Hi, this is a friend of Farsthary,
Some months ago, Farsthary was speaking about OpenCL, an open and multi-platform programming language (still maturing) that harnesses the computing power of all the available computing devices (cpu, recent graphic cards (ati, nvidia)…), allowing to have the power of a small cluster in a single computer.
Indeed, recent graphic cards allow general purpose computing instead of only graphical operations, and are perfectly suited for massively parallel operations..
If your program is not bound by memory transfers and capacities, you can expect a 5-10 folds speed-boost (single precision) for a recent graphic card compared with a standard quad-core for roughly similar prices (around 100$) and power consumption (100-150W).
As this is only a matter of months before Farsthary begins to investigate this, here is a procedure for those who want to set up their environment to test OpenCL source codes.
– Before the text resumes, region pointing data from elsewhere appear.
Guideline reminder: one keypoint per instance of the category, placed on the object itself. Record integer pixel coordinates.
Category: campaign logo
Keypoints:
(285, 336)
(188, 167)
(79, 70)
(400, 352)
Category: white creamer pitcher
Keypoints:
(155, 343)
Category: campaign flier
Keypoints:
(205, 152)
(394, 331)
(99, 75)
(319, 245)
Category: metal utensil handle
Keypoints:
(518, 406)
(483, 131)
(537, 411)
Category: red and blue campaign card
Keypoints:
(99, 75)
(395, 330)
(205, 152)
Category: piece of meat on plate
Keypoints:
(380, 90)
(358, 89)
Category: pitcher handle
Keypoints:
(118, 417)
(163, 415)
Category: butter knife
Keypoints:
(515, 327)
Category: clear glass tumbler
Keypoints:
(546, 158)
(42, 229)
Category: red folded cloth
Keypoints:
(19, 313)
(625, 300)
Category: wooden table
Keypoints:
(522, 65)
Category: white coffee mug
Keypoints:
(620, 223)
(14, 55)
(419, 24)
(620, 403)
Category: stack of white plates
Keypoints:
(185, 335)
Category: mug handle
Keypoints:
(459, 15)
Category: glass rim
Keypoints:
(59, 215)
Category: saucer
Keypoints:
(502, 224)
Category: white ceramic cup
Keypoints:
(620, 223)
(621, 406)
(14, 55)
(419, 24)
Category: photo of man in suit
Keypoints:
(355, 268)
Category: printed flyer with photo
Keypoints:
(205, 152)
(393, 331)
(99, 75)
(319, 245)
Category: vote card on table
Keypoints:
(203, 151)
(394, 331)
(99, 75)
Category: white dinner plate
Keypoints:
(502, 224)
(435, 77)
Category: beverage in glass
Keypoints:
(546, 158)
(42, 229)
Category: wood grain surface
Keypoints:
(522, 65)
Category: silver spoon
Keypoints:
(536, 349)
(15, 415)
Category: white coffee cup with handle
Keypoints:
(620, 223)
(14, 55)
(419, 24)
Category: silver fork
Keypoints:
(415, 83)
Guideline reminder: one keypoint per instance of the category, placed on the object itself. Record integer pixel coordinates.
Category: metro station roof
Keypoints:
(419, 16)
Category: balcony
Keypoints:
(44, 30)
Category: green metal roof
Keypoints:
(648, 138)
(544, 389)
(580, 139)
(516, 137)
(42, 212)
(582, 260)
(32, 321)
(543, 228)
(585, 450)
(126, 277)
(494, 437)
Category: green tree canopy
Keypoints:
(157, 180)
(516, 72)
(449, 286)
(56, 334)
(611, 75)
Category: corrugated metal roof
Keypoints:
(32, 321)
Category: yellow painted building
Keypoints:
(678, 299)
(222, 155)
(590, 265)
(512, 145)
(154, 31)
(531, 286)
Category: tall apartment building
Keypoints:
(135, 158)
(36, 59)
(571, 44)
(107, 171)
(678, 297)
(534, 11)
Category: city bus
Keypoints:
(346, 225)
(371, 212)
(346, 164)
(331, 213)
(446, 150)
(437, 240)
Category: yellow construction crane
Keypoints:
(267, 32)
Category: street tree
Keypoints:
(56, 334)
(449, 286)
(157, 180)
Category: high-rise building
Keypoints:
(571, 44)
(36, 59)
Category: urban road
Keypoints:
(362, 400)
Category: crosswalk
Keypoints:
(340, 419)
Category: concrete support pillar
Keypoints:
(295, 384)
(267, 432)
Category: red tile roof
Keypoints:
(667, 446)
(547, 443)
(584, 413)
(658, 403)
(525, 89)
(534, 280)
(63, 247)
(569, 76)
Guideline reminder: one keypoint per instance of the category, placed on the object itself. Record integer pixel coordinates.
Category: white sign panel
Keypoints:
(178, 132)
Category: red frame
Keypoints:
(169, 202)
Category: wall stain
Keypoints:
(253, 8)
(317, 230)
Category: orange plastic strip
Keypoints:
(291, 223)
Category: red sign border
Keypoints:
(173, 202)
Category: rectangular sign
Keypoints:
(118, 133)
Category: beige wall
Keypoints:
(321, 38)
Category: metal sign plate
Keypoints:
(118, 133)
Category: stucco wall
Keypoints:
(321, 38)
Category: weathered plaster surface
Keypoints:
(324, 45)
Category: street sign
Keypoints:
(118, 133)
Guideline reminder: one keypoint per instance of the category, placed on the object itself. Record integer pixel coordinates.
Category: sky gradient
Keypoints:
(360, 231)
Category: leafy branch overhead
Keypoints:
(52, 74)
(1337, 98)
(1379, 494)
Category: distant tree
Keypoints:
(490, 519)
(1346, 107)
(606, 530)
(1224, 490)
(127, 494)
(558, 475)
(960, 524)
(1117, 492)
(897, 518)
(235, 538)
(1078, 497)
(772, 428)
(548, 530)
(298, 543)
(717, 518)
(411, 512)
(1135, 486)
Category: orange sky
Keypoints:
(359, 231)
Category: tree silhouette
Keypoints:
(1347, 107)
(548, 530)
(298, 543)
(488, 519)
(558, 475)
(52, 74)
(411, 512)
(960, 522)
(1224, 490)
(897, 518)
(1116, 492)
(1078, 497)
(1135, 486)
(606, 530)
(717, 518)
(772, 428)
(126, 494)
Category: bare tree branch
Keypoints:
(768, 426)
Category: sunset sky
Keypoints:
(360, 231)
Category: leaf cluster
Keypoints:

I will give you the one which works with my system (ubuntu 9.10 32 bits, Ati 4770) , will try to update for other systems latter:
* download and install the last catalyst drivers for OpenCL support: in the terminal:
sudo sh ./ati-driver-installer-10-2-x86.x86_64.run
..and follow the instructions
* download the last SDK kit (you must register before (free), you can also check there if your graphic card is an OpenCL device), extract it in your home directory (ex: /home/farsthary for him) and compile it (type “make” in the terminal once you are in the uncompress folder). Hence, you have the OpenCL libraries, but your system is not yet aware about this (so if you run OpenCL code, no devices will be detected). For that, you have to follow the installation notes (Win, OSX, linux)
For my system (32 bit):
If you load an OpenCL program, it will look for the OpenCL libraries in the default system folder, so you will create symbolic links between these folder and your SDK folder with the libraries. First create appropriates folders:
sudo mkdir /usr/lib/OpenCL
sudo mkdir /usr/lib/OpenCL/vendors
Then create the link
sudo ln -sf ~/ati-stream-sdk-v2.01-lnx32/lib/x86/libatiocl32.so /usr/lib/OpenCL/vendors/libatiocl32.so
You can now test OpenCL samples, such as the didactic examples from the great David Bucciarelli (aka Dade, Luxrender developer). As an example, download SmallptGPU2 (for windows user, the executable is already included), which is an unbiased raytracer example which uses all the available OpenCL devices. First, you need to install some additional libraries (BOOST Threads: look for and install libboost-thread1.40-dev in Synaptic). Then you must edit the Makefile: rewrite the path variable with yours:
..and rename the boost library (-lboost_thread-mt-1_38_0) by “-lboost_thread-mt) if the compilation fails.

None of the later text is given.